Para a direita, combina-se proteção dos proprietários, a defesa do nacionalismo e individualismo; para a esquerda, neoestatismo, proteção social com reforço da noção de solidariedade e políticas ambientais. No limite, pode emergir pela direita uma espécie de estado social fascistizante e etnicamente exclusivista, um chauvinismo de bem-estar, como propugnado pelo atual primeiro ministro da Polônia, Mateusz Morawiecki, e pela primeira ministra da Itália, Giorgia Meloni, do partido Fratelli d’Italia. Isso caso se considere a Europa.

Na América Latina, tem-se a “estranha não morte do neoliberalismo”, defendido pelas elites locais e pela alta classe média, com apoio de setores populares e de classe média empobrecidos, capturados pelo individualismo, reforçado pelo conservadorismo moral difundido por igrejas neopentecostais e esferas católicas.

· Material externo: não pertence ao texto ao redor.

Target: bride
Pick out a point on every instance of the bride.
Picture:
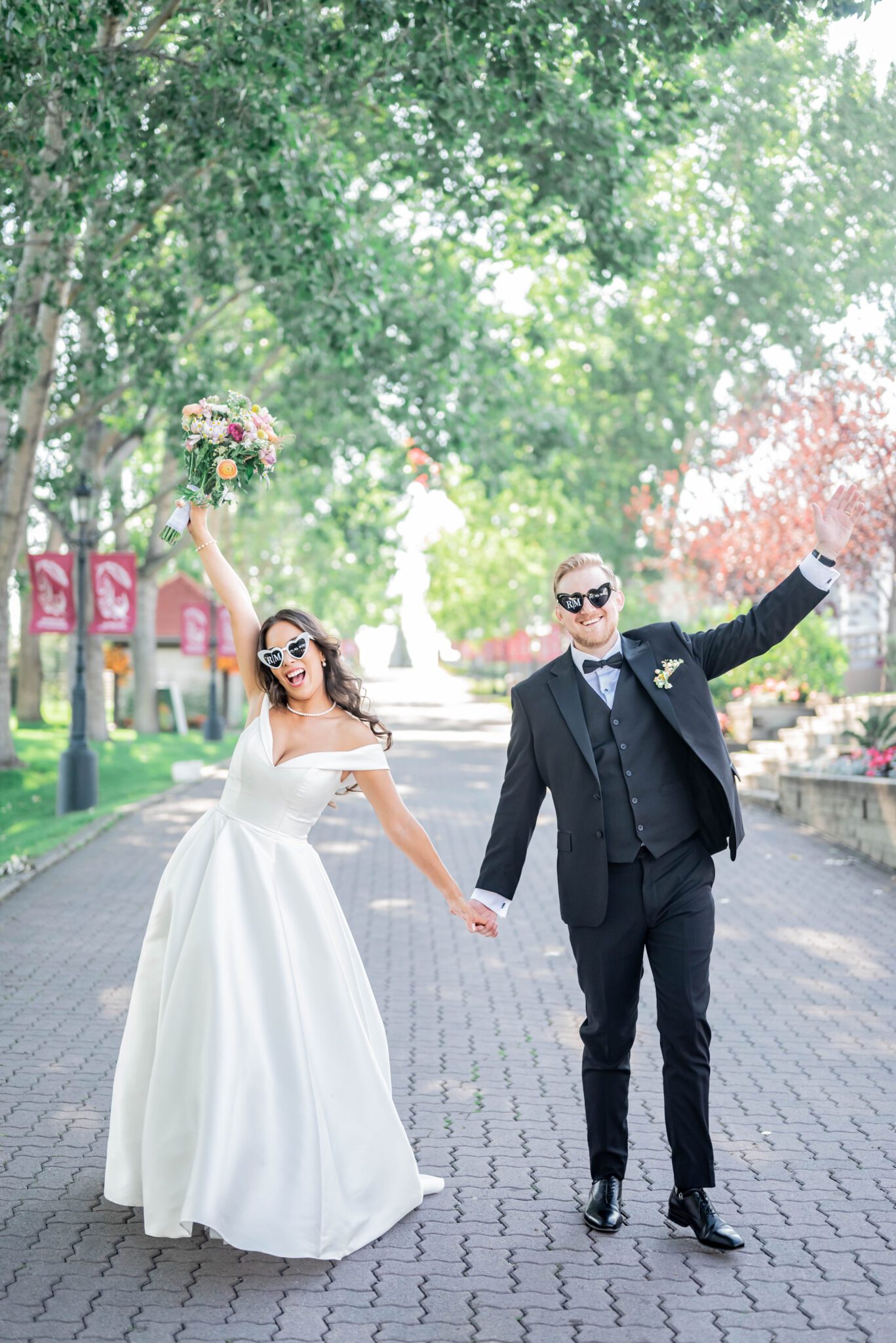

A retomada do progressismo reformista em anos recentes, mais tímido em relação ao dos anos dez desse século, realiza-se em meio à desconfiança das instituições políticas, à fragmentação partidária, ao declínio da direita tradicional e crescimento da ultradireita, que acusa a direita tradicional de tíbia no enfrentamento à esquerda reformista, criminalizada, acusada de comunista e de fraudar eleições, não bastasse a estigmatização, pela extrema direita, de determinados grupos como responsáveis pela crise.

Nesse sentido, há uma “internacional do ódio”, com um discurso unificado em encontros internacionais, elaborados por think-tanks e fundações. A Carta de Madrid é a síntese desse projeto, potencializado pelas redes sociais. Como projeto, está alinhado aos EUA – é também uma crítica à crescente presença chinesa na região – e à ultradireita europeia, em
particular a instituições ligadas ao Partido Vox da Espanha, que articula alianças na Europa e que tem estreitos laços com o trumpismo, com a extrema direita brasileira bolsonarista, a direita peruana e o uribismo na Colômbia.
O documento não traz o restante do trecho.